AI for Personalized Healthcare Recommendations using Wearable Data

Authors: Poonam ., Amandeep

DOI Link: https://doi.org/10.22214/ijraset.2026.84037

Abstract

The rapid development and uses of wearable health monitoring devices has generated continuous, real-time physiological data. Which then provides a transformative opportunity for Artificial Intelligence (AI) to provide personalized healthcare at this scale. This study presents the design, evaluation and implementation of an AI pipeline for cardiometabolic health risk classification and generating personalized health recommendation.For this we have used various machine learning architectures are trained and evaluated on Hamon Google Fit Medical Realistic Dataset which has ~90,000 rows and ~3000 user data. It is trained on Random Forest, Decision Tree and anenhanced Transformer classifier. These yield accuracy 93%, 89.2%,89.1% and 94.5% respectively. There is also a severe class imbalance (60:1 ratio) which is addressed through SMOTE oversampling and Focal Loss. Feature Importance via MDI identifies fatigue_score(18.9%) and bp_systolic(10.1%) as top predictors. SHAP analysis revels that age and sex as dominant global features. A Google Gemini LLM (gemini-2.5-flash) is integrated by a Flask REST API to translate ML risk predictions into actionable personalized natural language health recommendations. The Results shown tell us that the proposed Transformer-based pipeline significantly outperforms classical ML and prior deep learning approaches, achieving 94.5% accuracy on five-class cardiometabolic risk classification.

Introduction

The rapid advancement of Artificial Intelligence (AI) and wearable health monitoring devices has transformed modern healthcare by enabling continuous monitoring of physiological data such as heart rate, blood oxygen levels, sleep quality, physical activity, blood pressure, and glucose levels. Although wearable devices generate vast amounts of health data, extracting meaningful insights requires AI systems capable of processing multidimensional, sequential, noisy, and incomplete data. This research proposes a multi-model AI healthcare recommendation system that predicts cardiometabolic disease risk using the Hamon Google Fit Medical Realistic Dataset and provides personalized health recommendations through a Google Gemini Large Language Model (LLM) integrated into a Flask web application.
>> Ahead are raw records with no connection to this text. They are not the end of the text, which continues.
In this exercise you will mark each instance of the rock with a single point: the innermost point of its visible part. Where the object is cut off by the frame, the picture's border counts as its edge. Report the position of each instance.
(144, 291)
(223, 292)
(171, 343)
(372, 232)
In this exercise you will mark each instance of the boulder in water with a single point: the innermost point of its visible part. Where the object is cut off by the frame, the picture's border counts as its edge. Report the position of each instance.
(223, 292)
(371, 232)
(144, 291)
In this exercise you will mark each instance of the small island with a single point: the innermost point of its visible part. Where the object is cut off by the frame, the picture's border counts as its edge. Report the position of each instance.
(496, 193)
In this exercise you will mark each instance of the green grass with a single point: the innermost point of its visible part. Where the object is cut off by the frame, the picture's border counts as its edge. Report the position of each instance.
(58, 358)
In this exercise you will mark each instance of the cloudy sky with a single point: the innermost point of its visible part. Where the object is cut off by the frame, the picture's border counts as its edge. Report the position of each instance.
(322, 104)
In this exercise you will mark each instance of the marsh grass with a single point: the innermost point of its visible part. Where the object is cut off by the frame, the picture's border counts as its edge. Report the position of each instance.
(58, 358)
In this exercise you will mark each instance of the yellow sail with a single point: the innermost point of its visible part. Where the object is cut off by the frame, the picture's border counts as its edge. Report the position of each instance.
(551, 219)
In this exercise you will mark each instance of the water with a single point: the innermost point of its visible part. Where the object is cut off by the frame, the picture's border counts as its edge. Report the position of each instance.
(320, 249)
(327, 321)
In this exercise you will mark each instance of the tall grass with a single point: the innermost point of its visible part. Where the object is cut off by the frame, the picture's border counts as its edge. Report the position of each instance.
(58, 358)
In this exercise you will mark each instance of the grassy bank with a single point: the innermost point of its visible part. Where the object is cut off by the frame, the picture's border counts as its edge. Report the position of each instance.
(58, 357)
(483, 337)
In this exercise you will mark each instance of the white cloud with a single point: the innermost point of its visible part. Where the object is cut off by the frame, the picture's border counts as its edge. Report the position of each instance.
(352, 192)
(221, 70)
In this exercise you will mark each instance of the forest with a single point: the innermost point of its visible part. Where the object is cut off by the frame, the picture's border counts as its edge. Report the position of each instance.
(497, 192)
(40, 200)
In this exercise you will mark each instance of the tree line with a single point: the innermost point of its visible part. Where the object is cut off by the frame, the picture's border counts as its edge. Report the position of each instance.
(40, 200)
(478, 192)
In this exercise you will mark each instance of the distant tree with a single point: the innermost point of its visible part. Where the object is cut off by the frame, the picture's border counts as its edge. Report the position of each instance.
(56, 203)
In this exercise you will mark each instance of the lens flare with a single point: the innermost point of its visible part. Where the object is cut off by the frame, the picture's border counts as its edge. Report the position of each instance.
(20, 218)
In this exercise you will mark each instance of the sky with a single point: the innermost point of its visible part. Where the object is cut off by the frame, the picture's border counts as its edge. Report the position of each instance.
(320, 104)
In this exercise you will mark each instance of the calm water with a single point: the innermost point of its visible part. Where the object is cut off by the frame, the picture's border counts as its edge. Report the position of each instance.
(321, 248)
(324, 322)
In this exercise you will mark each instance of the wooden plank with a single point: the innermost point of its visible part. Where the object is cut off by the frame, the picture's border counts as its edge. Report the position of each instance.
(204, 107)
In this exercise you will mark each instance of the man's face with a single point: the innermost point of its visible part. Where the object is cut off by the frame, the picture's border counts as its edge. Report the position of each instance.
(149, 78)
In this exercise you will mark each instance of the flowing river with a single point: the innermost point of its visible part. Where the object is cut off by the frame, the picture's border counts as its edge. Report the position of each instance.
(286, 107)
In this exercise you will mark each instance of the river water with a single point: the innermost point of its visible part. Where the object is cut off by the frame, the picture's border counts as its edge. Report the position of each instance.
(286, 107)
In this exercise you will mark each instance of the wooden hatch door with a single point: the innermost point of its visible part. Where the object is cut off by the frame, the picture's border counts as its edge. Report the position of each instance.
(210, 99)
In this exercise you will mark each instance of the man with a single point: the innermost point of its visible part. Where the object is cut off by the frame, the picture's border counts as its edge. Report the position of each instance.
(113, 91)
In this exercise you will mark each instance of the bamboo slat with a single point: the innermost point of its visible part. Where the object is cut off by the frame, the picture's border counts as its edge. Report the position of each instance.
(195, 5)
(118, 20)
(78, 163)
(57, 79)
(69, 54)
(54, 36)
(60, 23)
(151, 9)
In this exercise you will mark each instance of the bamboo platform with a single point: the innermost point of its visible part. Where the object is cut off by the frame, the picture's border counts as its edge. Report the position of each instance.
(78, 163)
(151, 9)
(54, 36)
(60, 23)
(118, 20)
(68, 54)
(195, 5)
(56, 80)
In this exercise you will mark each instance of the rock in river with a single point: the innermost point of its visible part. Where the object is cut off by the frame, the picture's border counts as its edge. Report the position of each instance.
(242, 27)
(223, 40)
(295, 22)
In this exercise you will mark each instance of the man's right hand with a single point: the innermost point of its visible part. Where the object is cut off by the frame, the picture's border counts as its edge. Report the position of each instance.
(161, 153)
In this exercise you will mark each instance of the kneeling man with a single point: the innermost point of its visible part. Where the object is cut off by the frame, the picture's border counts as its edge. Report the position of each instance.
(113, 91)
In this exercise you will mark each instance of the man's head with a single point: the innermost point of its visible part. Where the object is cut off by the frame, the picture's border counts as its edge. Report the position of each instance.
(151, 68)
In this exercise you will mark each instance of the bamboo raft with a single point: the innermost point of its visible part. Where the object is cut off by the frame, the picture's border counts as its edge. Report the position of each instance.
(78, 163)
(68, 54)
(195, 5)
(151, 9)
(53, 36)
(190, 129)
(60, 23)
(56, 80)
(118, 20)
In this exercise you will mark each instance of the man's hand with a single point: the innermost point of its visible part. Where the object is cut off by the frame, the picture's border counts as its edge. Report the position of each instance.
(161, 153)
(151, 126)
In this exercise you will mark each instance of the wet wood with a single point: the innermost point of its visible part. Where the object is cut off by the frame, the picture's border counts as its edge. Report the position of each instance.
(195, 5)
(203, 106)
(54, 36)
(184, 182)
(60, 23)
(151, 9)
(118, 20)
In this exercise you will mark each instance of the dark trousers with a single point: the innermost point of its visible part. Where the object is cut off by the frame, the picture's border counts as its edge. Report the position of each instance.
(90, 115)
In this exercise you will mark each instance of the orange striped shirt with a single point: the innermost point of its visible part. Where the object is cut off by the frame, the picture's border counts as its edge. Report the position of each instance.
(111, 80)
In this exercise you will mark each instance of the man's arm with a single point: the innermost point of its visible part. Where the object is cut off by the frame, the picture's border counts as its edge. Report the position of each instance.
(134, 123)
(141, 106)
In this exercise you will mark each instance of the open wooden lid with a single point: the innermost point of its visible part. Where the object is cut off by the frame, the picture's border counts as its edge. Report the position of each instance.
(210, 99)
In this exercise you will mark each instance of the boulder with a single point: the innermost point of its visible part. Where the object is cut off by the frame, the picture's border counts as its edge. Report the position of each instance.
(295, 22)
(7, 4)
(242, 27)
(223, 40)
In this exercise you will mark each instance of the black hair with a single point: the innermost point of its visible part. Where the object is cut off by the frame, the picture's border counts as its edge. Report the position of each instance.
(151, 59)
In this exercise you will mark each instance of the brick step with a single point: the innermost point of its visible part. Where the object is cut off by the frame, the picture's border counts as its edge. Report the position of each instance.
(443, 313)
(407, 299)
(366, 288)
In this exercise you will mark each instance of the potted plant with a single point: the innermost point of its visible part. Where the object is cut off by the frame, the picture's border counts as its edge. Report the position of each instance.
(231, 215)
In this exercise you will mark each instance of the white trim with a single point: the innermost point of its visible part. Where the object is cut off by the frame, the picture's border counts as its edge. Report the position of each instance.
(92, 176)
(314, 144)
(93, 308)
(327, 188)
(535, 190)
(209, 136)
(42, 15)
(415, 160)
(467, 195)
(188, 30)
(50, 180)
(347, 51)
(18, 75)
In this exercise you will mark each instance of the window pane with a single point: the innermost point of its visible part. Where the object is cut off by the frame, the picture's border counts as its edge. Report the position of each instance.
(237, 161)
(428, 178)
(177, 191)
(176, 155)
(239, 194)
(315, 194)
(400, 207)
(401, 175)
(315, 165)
Background and Significance

Cardiometabolic diseases—including cardiovascular disease, diabetes, hypertension, obesity, and metabolic syndrome—are among the leading causes of death worldwide. Continuous monitoring of health indicators such as heart rate, heart rate variability (HRV), sleep quality, physical activity, blood pressure, and glucose levels allows AI models to identify health risks early and recommend preventive lifestyle changes. The growing adoption of wearable devices and the expansion of AI in healthcare have created opportunities for intelligent, real-time health monitoring systems.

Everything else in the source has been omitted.